I wrote the solution IE9/FF/Crome. It does not work in IE7 or IE8. I think it's because IE7 and IE8 use "proprietary" web standards - one of the reasons IE is so disliked amongst developers (does Netscape ring a bell?). With IE9, Microsoft began to implement universal web standards. FF and Crome have supported a universal web standard from the get-go.

Unfortunately, I would not be able to tell you how to get it to work in IE7 and 8. Aside from trial and error, I am not well enough familiar with the support discrepencies in IE7/8. I hope someone else has the knowledge to answer you question as I will benefit from it as well

-Geates

http://raqxtr.sstar.com/caspdoc/html/chapter_5__developer_s_reference.htm

 

[vacunita]

To make it work on most browsers without worrying about chekcing for browser versions, change the add function to an appendChild.

So this:

document.choiceForm.choiceBox.[red]add[/red](option);

becomes

document.choiceForm.choiceBox.[red][b]appendChild[/b][/red](option);

This should let it work across most browsers in m experience including IE7, and IE8 +


As for the document.choiceForm.available[document.choiceForm.available.length] = option; line, Geats is going to have to explain what he was attempting to do there. Because I don't really understand the logic behind that line.

It seems unnecessary to me, if you call the same appendChild when moving left and right, as that would effectively move the option between the lists without additional code.



----------------------------------
Phil AKA Vacunita
----------------------------------
Ignorance is not necessarily Bliss, case in point:
Unknown has caused an Unknown Error on Unknown and must be shutdown to prevent damage to Unknown.

Web & Tech

 

[Geates]

[tt]document.choiceForm.available[document.choiceForm.available.length] = option[/tt]

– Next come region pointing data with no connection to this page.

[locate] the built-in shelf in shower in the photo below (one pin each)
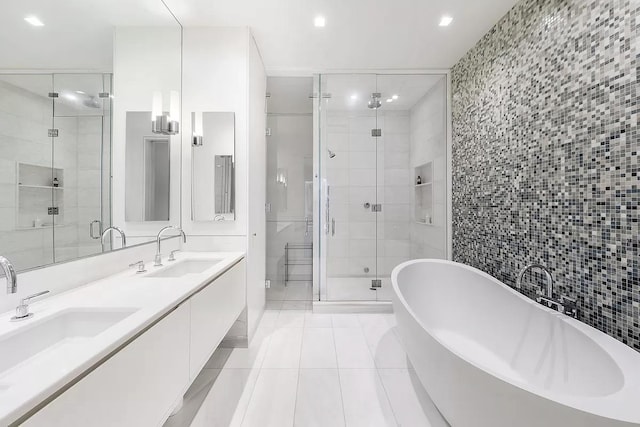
(423, 213)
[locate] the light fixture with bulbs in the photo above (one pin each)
(445, 21)
(161, 122)
(34, 20)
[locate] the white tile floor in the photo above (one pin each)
(305, 369)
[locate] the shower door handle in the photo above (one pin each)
(327, 215)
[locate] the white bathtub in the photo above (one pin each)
(489, 356)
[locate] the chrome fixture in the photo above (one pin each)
(161, 122)
(375, 103)
(565, 304)
(158, 259)
(22, 311)
(140, 265)
(172, 255)
(196, 129)
(549, 291)
(10, 274)
(119, 230)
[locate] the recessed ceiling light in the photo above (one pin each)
(445, 21)
(34, 20)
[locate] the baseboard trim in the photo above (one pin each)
(352, 307)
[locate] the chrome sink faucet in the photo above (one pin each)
(119, 230)
(549, 290)
(158, 259)
(10, 274)
(22, 311)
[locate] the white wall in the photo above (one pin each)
(145, 60)
(215, 79)
(429, 144)
(223, 72)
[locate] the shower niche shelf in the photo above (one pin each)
(423, 213)
(39, 203)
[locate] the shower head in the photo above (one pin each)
(374, 102)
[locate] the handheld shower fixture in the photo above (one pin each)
(375, 102)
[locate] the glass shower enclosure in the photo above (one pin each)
(381, 169)
(55, 157)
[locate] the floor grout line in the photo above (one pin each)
(377, 369)
(333, 334)
(295, 405)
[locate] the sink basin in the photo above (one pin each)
(188, 266)
(55, 334)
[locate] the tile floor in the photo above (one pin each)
(305, 369)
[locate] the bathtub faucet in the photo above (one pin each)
(548, 276)
(566, 305)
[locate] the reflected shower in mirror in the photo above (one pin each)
(213, 163)
(147, 171)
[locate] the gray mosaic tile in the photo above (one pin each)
(545, 154)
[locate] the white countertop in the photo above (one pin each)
(34, 380)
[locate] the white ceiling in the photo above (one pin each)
(77, 35)
(359, 34)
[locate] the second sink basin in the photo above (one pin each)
(43, 338)
(188, 266)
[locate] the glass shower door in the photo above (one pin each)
(349, 195)
(80, 114)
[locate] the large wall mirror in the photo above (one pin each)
(213, 163)
(63, 142)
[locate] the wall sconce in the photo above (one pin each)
(161, 122)
(196, 129)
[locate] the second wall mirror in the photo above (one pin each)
(213, 162)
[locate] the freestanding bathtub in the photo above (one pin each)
(490, 357)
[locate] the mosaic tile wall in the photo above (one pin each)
(545, 154)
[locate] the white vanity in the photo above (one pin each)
(122, 350)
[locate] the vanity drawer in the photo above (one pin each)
(138, 386)
(213, 311)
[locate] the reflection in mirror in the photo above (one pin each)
(213, 163)
(62, 135)
(147, 171)
(55, 156)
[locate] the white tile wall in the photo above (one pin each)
(23, 138)
(362, 174)
(428, 144)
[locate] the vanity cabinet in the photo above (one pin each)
(213, 311)
(137, 386)
(141, 383)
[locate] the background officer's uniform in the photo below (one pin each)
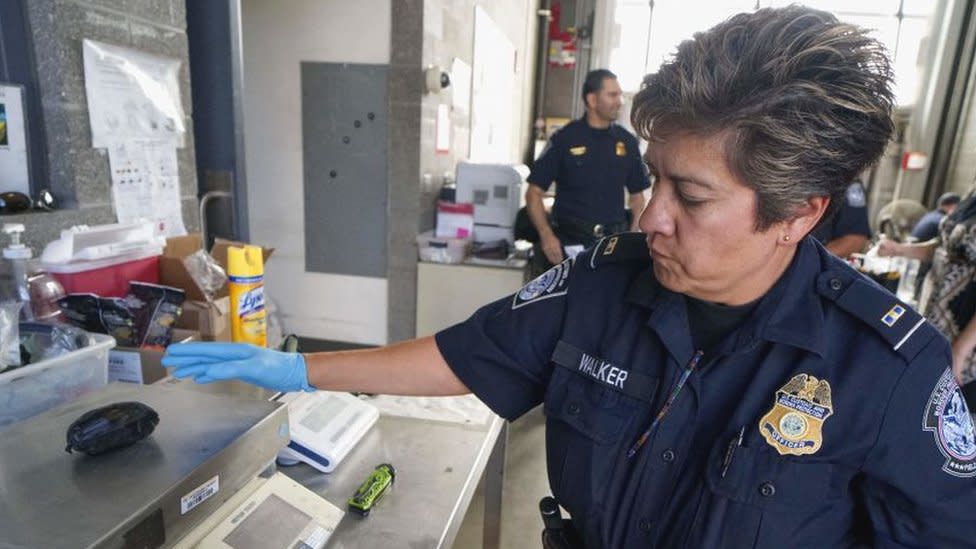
(591, 168)
(877, 448)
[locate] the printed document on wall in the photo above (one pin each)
(132, 94)
(145, 184)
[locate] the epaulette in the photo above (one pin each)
(901, 326)
(619, 247)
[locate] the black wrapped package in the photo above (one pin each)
(111, 427)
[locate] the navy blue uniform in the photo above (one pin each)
(851, 218)
(853, 431)
(927, 227)
(591, 167)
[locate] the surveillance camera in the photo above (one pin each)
(436, 79)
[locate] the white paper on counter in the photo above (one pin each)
(146, 184)
(124, 366)
(466, 409)
(131, 95)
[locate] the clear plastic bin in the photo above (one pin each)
(436, 249)
(30, 390)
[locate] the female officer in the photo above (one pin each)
(719, 380)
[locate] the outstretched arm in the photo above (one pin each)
(413, 367)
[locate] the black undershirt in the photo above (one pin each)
(710, 323)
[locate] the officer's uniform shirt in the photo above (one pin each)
(852, 427)
(927, 227)
(851, 218)
(590, 167)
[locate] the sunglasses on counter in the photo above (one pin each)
(12, 202)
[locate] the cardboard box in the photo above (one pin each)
(210, 319)
(144, 366)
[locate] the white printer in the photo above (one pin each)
(497, 192)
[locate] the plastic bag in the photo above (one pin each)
(41, 341)
(9, 335)
(156, 308)
(206, 272)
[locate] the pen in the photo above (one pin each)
(730, 451)
(692, 364)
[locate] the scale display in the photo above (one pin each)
(278, 513)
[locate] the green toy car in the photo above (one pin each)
(372, 489)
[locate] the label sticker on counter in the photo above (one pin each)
(199, 495)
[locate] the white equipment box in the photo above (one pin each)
(496, 190)
(324, 426)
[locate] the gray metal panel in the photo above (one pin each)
(54, 499)
(344, 146)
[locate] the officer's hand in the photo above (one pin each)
(209, 362)
(553, 248)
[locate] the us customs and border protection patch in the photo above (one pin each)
(947, 416)
(795, 424)
(552, 283)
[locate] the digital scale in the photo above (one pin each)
(199, 480)
(325, 426)
(267, 513)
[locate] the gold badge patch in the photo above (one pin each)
(795, 424)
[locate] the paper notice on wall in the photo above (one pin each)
(146, 185)
(132, 94)
(13, 140)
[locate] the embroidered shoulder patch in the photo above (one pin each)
(947, 416)
(552, 283)
(855, 195)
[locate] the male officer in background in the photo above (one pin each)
(719, 381)
(927, 227)
(848, 230)
(593, 161)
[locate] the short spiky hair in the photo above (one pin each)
(802, 101)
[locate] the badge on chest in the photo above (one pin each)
(795, 424)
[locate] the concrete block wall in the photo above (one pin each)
(434, 32)
(403, 165)
(79, 175)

This worked for me in IE9 to move an item from .choiceBox to .availble. If it's not recognized as a logical command by others, then it probably isn't and IE9 was just covering for my lack of logic in this matter. Although, if you implement the alternative suggestion (.add(), .remove(), .appendChild()), this line of code is completely unnecessary.

Phil, will .appendChild() act the same way as .add() in terms of moving the object or will it create a duplicate object to append, thus producing similar objects on both lists?

-Geates

http://raqxtr.sstar.com/caspdoc/html/chapter_5__developer_s_reference.htm

 

[vacunita]

In my experience, it works the same way as add(). It removes the item from one list to add it to the other.

----------------------------------
Phil AKA Vacunita
----------------------------------
Ignorance is not necessarily Bliss, case in point:
Unknown has caused an Unknown Error on Unknown and must be shutdown to prevent damage to Unknown.

Web & Tech

 

[mat41]

Hi guys - Excellent the .appendChild works a treat!!

Thank you to all three very helpful people, You guys have a fine day where ever you are in the world!!